1. A cognitive agent business rules system comprising:

an application server in communication with one or more external devices, wherein the application server further comprises:

a cognitive agent module, configured to compose and execute a plurality of business rules;

at least a first database for storing a one of preference operators, an episodic data and the like, wherein the at least first database is in communication with the cognitive agent;

a second database for storing a visual data received from and to be sent to the external devices; wherein the cognitive agent processes the visual data using one or more operators and episodic data received from the first database.

2. The cognitive agent business rules system as claimed in claim 1, wherein the cognitive agent module comprises a spatial visual agent, configured, to process the visual data for generating perceptions, decisions and the like.

3. The spatial visual agent of the cognitive agent, as claimed in claim 2, wherein the spatial visual agent receives the visual data from one or more external devices in the form of a scene graph and creates one or more transform objects.

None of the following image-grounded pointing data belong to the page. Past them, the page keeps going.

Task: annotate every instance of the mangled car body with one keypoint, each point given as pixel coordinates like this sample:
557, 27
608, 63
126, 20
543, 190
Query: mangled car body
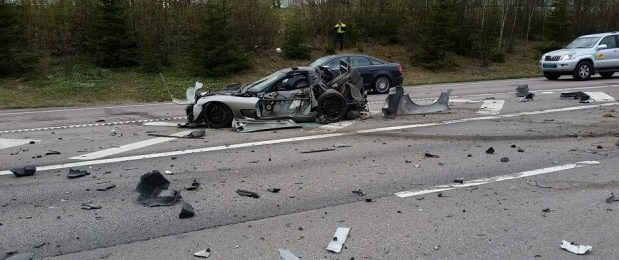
300, 93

4. The cognitive agent business rules system as claimed in claim 1, wherein the cognitive agent module comprises a working memory configured to receive the one or more transform objects from the spatial visual agent to be operated by the one or more operators.

5. The spatial visual agent of the cognitive agent as claimed in claim 2, wherein the spatial visual agent receives the scene graph from an image processing unit which is in communication with the external device such as a camera, a distributed computing network, a web scrapping module, a video feed and the like.

6. The cognitive agent business rules system as claimed in claim 4, wherein the working memory of the cognitive agent receives the input through an application programming interface (API) of the application server.

7. The spatial visual agent as claimed in claim 3, wherein the transform object, processed in the working memory, is represented as symbols corresponding to the spatial and visual objects as processed by the spatial visual agent.

8. A computer implemented method comprising:

composing and executing, by a cognitive agent module of an application server in communication with one or more external devices, a plurality of business rules;

storing, with at least a first database, a one of preference operators, an episodic data and the like, and wherein the at least first database is in communication with the cognitive agent;

storing, with a second database, a visual data received from and to be sent to the external devices; wherein the cognitive agent module processes the visual data using one or more operators and episodic data received from the first database.

9. The computer implemented method as claimed in claim 8, wherein the cognitive agent module comprises a spatial visual agent, configured, to process the visual data for generating perceptions, decisions and the like; and

a working memory.

10. The computer implemented method as claimed in claim 9, wherein processing the visual data for generating perceptions comprises:

receiving the visual data from one or more external devices in the form of a scene graph;

creating one or more transform objects; and

encoding the transform objects into the working memory.

11. The computer implemented method as claimed in claim 10, wherein receiving the visual data from one or more external devices in the form of a scene graph includes receiving from an image processing unit which is in communication with the external device such as a camera, a distributed computing network, a web scrapping module, a video feed and the like.